A rename that does not quite match the spirit of the original.
As you might expect HAPAG-Lloyd, one of Halifax's largest container customers, has named one of its ships Halifax Express. It was however not the first choice for the ship's name. The first choices are usually for the major ports or industrial and financial centres. Because they are major centres, those names are often recycled as newer ships come along, and when that happens an older ship loses its name and gets the name of a "lesser" port. Thus the Rotterdams, Singapores and Shanghais of the world have newer, bigger and better ships named after them.
Halifax rates fairly low on the list of world mega cities, so we must be content with a re-name. However H-L does have a fleet of about 200 ships (owned and chartered) so it is good to know that we are in the top 200. Incidentally those 200 ships have a capacity of 1 million TEUs. H-L actually owns 1.6mn containers, many of which are in transit at any one time.

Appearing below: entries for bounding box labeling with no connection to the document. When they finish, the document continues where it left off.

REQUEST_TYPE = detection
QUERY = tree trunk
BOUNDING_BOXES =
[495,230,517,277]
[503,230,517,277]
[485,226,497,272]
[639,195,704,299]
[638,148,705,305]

Halifax Express was built as New York Express in 2000. It came out of the Hyundai Heavy Industry yard in Ulsan, South Korea, and measures 54,437 grt, with a capacity of 4,890 TEU, including 370 reefers. When H-L ordered new large ships, one of its 13,167 TEUs was designated to get the New York name, and so the incumbent had to be renamed. The renaming took place in 2012, and Halifax Express was the chosen name.
Halifax Express arrived in Halifax for the first time with that name February 28, 2012.
H-L has never owned the ship. It has belonged to the Greek company Costamare Shipping of Athens since built and has been chartered to H-L.
With container ships of under 5,000 TEU becoming obsolete on most routes, we should not expect to have a Halifax Express with us too much longer. Currently it is the only container ship in the world carrying the Halifax name, so perhaps another line will step up to the plate if this ship is renamed.